The biggest ‘threat’ during the Haka will come during the wero (challenge) where up to three or four warriors will advance with Taiaha (fighting sticks, though often wrongly referred to as spears). One of them will place a small piece of branch down on the floor as symbol of peace. This is where is things could get tricky (especially if your client has fallen out with the tribal chief!). The highest ranking person of the visiting group will have to pick up the branch while at same time keeping their eyes firmly on the warrior who placed it there. Not to keep looking is a sign that your words are false. In days of old this would have resulted in loss of ones head, but these days the Taiaha will pass just over (or even through) the hair of the offending person. So you have survived the heart attack that close protection team has been given at the welcoming ceremony of your principle, what next?
No security in New Zealand is armed, unless it is carried out by the police. Also you cannot use any form of physical force or restraint without due legal cause. Security personnel tend to use the law of trespass to implement its force. Trespass allows security (or anyone else for that matter) to remove anyone from a property or premises. When used it gives the operator the right to physically remove, with minimum force, anyone trespassing and to take the personal details of that person ,which only a police office has the normal legal right to do. The trespass law is the most common law used within the security sector.

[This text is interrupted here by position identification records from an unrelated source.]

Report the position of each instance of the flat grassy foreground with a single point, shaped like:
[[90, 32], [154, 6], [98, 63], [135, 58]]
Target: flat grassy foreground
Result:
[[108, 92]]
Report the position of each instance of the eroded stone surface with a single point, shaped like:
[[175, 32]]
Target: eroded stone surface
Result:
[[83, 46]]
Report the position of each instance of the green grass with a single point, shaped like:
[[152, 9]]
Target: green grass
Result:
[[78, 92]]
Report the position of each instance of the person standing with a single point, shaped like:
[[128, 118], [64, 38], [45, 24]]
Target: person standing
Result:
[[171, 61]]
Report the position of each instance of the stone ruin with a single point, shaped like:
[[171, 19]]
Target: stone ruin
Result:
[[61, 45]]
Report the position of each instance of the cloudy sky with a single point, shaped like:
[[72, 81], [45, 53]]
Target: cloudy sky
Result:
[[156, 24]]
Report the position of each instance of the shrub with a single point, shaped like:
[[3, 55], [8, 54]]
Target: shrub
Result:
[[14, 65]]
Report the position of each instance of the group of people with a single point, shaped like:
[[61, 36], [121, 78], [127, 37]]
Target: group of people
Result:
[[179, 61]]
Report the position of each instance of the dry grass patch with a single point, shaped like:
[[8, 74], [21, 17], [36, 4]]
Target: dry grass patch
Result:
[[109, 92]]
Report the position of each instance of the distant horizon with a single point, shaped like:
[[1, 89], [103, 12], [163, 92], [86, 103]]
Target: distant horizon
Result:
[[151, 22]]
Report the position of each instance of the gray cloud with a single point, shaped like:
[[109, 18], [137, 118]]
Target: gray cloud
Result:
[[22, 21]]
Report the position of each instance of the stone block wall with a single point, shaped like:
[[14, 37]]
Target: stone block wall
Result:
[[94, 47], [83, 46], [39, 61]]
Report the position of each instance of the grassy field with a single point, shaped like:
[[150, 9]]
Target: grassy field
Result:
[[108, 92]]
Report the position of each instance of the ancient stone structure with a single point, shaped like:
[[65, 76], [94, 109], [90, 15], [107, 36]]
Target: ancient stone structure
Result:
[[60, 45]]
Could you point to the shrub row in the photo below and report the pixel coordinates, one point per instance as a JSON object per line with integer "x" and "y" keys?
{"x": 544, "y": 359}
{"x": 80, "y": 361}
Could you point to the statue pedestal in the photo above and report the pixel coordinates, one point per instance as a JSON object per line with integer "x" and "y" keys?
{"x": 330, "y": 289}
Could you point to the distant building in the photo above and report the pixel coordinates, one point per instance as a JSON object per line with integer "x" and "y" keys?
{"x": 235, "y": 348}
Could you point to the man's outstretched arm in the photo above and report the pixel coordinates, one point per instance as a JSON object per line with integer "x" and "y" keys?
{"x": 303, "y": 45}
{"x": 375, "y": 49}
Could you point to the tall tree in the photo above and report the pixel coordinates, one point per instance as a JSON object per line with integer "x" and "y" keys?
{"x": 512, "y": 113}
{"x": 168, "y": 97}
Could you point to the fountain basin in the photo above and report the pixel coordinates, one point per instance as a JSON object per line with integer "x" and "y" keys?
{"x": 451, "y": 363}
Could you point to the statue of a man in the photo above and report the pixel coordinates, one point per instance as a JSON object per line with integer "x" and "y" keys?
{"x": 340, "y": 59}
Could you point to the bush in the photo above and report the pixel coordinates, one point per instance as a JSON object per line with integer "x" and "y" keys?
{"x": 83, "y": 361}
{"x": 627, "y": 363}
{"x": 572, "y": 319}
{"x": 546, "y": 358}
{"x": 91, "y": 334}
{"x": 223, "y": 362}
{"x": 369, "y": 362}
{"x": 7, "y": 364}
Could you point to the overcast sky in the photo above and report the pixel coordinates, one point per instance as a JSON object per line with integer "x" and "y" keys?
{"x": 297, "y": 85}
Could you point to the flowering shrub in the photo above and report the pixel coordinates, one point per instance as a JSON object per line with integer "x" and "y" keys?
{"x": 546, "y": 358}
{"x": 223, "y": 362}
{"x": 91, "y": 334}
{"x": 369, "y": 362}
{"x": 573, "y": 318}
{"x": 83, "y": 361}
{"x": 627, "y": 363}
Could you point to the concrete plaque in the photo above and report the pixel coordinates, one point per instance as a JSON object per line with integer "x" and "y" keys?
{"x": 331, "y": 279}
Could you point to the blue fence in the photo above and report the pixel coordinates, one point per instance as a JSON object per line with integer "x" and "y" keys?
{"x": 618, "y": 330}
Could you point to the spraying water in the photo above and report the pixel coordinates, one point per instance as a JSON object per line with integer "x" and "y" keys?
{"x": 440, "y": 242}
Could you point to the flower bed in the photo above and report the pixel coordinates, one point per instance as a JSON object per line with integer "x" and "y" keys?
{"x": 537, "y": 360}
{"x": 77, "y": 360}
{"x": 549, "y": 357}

However, the biggest thing a close protection team will notice in this country is the mindset towards security, which is why many with a military background actually stay out of the industry. Several years ago I worked alongside someone that had gone to Britain to gain his qualifications, and then returned to New Zealand to work. His view of security summarized this general apathy and mindset: “In Britain, when organizing an event, it is generally planned around security and often the police will take their cue from the event security organizer. Whereas in New Zealand they organize everything and then decide how much security will be necessary – it seems that providing any form of security is always the very last topic on the agenda”.
A UK SIA qualification means absolutely nothing to the security industry here, nor does any military, police or special forces background, although that is slowly changing. This may seem a mystery to those security operators that have worked with Kiwis in Iraq or Afghanistan, or through other military contacts where we are generally highly regarded, but it comes back to the mindset of the public and politicians which was highlighted in comments by a former Prime Minister after a group had caused destruction to a number of Mosques in Auckland following the London bombings. She more or less implied that New Zealanders should not worry about any possible repercussions of these destructive events as they (New Zealanders) live in such a safe place.
Even if there is a genuine threat against your client, do not expect the average security guard to look beyond their own little world – in fact many are told to ignore crime or suspicious activity.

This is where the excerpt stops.